The present review also recommends the use of standardized scales that allow for comparisons between different studies when analyzing gastrointestinal symptoms and bowel disorders. An example of the successful use of standardizing scales is the method adopted by Min et al. [21]. The authors used the VAS Scale (VAS, 0 = no symptoms, 25 = mild, 50 = moderate, 75 = severe, 100 = very severe) for symptoms of abdominal pain/discomfort, bloating, satisfaction with bowel habits, and day to day discomfort; associated with a frequency measurement for flatulence, and defecation. They have also employed the Bristol Stool Scale [32] to evaluate stool consistency. This method is even more complete than when using only the VAS-IBS Scale [33] and allows for a thorough assessment of recurring gastrointestinal symptoms for all IBS subtypes.

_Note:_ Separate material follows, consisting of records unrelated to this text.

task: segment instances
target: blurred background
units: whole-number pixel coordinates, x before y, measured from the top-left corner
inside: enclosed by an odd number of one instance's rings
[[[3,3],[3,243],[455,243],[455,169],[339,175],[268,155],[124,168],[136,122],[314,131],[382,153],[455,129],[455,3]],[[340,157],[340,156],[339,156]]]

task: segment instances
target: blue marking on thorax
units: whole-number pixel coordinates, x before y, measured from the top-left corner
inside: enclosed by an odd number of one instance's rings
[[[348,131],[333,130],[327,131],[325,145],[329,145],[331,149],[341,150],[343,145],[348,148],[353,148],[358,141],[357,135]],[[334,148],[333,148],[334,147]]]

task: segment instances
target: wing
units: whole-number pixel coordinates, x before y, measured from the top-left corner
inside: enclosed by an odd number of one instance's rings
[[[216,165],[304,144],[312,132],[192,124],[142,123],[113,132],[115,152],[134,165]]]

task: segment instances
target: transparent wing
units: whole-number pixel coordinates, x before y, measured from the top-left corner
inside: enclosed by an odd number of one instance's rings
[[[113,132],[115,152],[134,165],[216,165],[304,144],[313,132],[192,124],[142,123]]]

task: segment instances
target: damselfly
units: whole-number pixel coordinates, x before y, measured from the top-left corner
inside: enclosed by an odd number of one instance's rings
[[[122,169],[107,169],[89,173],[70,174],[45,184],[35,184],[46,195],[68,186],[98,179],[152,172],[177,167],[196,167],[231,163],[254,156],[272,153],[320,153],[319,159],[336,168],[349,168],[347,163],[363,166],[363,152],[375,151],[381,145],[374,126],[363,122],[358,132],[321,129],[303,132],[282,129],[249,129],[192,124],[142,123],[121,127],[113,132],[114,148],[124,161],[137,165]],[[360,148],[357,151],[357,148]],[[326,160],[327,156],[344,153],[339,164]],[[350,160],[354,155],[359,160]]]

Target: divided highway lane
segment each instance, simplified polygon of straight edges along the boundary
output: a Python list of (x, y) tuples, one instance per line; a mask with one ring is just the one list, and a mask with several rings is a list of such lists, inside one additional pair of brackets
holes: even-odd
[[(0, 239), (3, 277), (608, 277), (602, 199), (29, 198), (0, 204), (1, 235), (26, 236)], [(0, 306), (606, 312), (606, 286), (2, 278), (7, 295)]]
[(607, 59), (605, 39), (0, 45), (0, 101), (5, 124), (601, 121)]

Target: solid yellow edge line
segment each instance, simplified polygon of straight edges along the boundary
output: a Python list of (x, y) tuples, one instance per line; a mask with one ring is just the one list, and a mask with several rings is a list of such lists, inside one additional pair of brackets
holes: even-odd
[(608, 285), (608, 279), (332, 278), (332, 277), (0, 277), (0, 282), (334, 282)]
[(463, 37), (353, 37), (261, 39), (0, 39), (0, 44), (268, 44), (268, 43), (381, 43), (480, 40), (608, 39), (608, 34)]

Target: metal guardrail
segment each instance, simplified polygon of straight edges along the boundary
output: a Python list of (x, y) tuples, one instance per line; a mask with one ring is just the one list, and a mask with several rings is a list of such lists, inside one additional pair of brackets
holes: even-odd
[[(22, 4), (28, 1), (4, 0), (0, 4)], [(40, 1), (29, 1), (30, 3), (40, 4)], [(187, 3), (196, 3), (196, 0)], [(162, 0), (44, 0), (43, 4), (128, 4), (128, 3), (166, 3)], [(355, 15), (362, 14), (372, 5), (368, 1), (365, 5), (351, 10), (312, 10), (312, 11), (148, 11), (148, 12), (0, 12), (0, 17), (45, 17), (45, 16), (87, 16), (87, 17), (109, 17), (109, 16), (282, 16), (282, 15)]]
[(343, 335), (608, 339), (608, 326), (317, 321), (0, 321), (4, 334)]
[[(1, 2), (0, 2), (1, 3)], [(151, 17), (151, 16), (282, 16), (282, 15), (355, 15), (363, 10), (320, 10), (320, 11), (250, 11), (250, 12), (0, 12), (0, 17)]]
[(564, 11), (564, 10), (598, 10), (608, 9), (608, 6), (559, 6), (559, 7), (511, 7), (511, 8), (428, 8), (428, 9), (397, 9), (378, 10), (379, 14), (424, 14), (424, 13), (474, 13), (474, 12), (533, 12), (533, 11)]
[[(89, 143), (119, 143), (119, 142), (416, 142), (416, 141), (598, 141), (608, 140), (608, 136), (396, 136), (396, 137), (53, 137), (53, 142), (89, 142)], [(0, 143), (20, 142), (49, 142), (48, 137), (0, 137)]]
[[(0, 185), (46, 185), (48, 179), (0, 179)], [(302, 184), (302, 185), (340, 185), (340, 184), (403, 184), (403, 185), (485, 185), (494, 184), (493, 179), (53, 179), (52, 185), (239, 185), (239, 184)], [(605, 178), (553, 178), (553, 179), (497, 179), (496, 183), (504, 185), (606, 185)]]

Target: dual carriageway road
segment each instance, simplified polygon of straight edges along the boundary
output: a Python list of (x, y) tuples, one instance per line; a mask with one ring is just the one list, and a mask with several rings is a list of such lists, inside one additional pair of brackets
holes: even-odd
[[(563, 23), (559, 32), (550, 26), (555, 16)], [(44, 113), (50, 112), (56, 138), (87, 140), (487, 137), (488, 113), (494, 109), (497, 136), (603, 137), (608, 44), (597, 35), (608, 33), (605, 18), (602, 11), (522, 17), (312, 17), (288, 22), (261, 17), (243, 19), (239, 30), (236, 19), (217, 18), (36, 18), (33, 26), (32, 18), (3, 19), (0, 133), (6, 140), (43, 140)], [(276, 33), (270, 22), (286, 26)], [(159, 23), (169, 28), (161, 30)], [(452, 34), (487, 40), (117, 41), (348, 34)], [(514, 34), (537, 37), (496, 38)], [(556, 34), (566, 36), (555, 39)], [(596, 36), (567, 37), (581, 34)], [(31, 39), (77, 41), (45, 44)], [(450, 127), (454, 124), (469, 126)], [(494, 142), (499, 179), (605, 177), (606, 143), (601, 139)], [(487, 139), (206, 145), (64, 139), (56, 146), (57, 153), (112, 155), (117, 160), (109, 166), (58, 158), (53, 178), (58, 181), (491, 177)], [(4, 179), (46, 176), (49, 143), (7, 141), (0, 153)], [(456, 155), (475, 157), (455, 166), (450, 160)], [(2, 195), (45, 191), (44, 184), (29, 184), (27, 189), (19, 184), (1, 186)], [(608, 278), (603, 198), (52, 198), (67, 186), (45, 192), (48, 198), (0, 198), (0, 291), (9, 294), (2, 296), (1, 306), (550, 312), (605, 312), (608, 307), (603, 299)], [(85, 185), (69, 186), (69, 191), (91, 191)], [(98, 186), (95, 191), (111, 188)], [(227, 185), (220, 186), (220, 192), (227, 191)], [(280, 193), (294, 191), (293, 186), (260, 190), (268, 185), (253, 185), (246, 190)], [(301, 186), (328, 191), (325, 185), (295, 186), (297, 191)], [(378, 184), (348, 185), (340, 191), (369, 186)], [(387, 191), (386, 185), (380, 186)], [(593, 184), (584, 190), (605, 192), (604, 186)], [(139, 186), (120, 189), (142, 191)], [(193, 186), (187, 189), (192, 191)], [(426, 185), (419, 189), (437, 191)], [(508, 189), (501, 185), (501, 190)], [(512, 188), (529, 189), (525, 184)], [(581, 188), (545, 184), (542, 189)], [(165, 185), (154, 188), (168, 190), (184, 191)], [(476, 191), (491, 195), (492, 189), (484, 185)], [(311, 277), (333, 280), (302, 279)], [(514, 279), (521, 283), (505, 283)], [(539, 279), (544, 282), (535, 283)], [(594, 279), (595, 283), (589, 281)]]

Regarding the type of matrix used to carry synbiotics or prebiotics, defining what would be the best way to carry these compounds is a matter that requires further investigation, and the development of comparative studies between different matrixes is necessary. In the studies included in this review, both used a dairy-based matrix as a carrier, which is one of the most common ways of carrying probiotics and synbiotics in food. These products tend to be selected due to their favorable characteristics regarding the survival of probiotic microorganisms during storage [34]. However, it should be highlighted that the use of non-dairy-based food matrixes is a promising topic for future clinical trials, as some patients with IBS reported discomfort associated with ingestion of this type of food [35].

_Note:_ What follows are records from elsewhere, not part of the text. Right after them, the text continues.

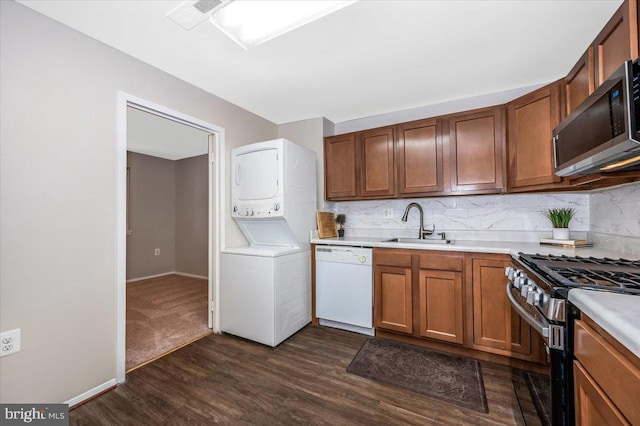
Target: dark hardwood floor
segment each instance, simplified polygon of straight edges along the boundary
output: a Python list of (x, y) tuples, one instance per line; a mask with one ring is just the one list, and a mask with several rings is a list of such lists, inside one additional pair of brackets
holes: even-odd
[(308, 326), (272, 349), (210, 334), (127, 375), (72, 425), (522, 425), (511, 368), (482, 363), (482, 414), (346, 372), (366, 336)]

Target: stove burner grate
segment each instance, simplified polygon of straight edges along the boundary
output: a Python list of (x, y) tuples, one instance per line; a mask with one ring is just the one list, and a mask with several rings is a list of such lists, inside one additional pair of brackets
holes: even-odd
[(572, 268), (550, 268), (556, 274), (578, 285), (597, 285), (640, 290), (640, 273), (619, 271), (585, 270)]
[(640, 294), (640, 260), (520, 253), (526, 265), (556, 288), (591, 288)]

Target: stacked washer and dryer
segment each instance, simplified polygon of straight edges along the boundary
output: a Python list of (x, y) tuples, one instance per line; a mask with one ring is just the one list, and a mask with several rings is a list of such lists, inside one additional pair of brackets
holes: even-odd
[(220, 256), (220, 329), (277, 346), (311, 322), (315, 153), (286, 139), (231, 152), (231, 208), (248, 246)]

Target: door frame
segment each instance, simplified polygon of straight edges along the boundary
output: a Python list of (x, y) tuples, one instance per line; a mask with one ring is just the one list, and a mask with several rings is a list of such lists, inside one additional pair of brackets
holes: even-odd
[(163, 105), (118, 91), (116, 102), (116, 381), (126, 379), (126, 260), (127, 260), (127, 108), (154, 114), (210, 135), (209, 138), (209, 254), (208, 326), (220, 332), (220, 250), (224, 247), (225, 158), (224, 128), (172, 110)]

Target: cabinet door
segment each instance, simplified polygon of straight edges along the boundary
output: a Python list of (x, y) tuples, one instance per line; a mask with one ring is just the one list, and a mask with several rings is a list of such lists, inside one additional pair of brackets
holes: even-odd
[(577, 426), (629, 424), (578, 361), (573, 362), (573, 380)]
[(375, 266), (375, 327), (413, 333), (411, 268)]
[(553, 172), (553, 129), (560, 123), (560, 84), (553, 83), (510, 102), (509, 187), (534, 188), (561, 182)]
[(420, 270), (420, 336), (463, 343), (462, 274)]
[(636, 0), (627, 0), (611, 17), (593, 42), (596, 87), (624, 61), (638, 57)]
[(360, 150), (360, 196), (390, 197), (395, 194), (393, 127), (358, 133)]
[(327, 200), (349, 199), (357, 195), (355, 134), (324, 140), (324, 176)]
[(593, 47), (589, 47), (564, 79), (567, 115), (595, 90)]
[(503, 108), (449, 118), (451, 191), (493, 193), (504, 188)]
[(440, 121), (437, 119), (398, 125), (399, 195), (426, 196), (442, 191), (440, 132)]
[(473, 344), (489, 352), (531, 354), (531, 327), (513, 310), (507, 298), (508, 260), (474, 258)]

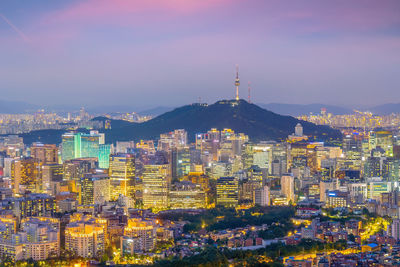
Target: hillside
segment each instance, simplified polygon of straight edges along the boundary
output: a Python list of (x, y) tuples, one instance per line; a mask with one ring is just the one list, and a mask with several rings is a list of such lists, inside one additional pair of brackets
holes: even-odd
[(206, 132), (211, 128), (231, 128), (235, 132), (246, 133), (253, 140), (277, 140), (292, 134), (299, 122), (303, 125), (306, 135), (316, 136), (318, 140), (340, 137), (340, 132), (330, 127), (278, 115), (244, 100), (223, 100), (208, 106), (183, 106), (144, 123), (114, 128), (107, 131), (106, 136), (110, 138), (109, 141), (155, 139), (160, 133), (186, 129), (189, 139), (193, 141), (196, 133)]
[[(104, 121), (98, 117), (94, 120)], [(190, 141), (194, 141), (196, 133), (207, 132), (211, 128), (230, 128), (235, 132), (245, 133), (254, 141), (280, 140), (294, 132), (297, 123), (301, 123), (304, 134), (313, 136), (315, 140), (338, 139), (341, 134), (328, 126), (319, 126), (299, 121), (290, 116), (282, 116), (265, 110), (244, 100), (222, 100), (212, 105), (192, 104), (166, 112), (143, 123), (129, 123), (111, 120), (111, 129), (104, 130), (106, 141), (128, 141), (140, 139), (157, 139), (161, 133), (174, 129), (186, 129)], [(58, 135), (58, 136), (54, 136)], [(37, 140), (61, 141), (60, 131), (36, 131), (23, 135), (25, 142)]]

This review, however, is not free of limitations though. It was not possible to assess the effect of the interventions of interest through a meta-analysis due to important differences between the included studies and the lack of data for comparison in patients with IBS-D. However, further studies on the topic may assist in closing the gaps found during this systematic review.

5. Conclusions

The findings of this systematic review indicate that the use of synbiotics has the potential to reduce overall IBS symptoms and improve the patients’ satisfaction with their bowel habits. However, it is not possible to draw any conclusions yet, mostly due to the great heterogenicity between the studies. Future clinical trials on this topic should consider the use of a placebo free of prebiotic and synbiotic components, an intervention period that allows for long-term evaluation, the use of unified tools for measuring outcomes (e.g., VAS Scale and Bristol Scale), and the individual analysis of outcomes for different IBS subtypes.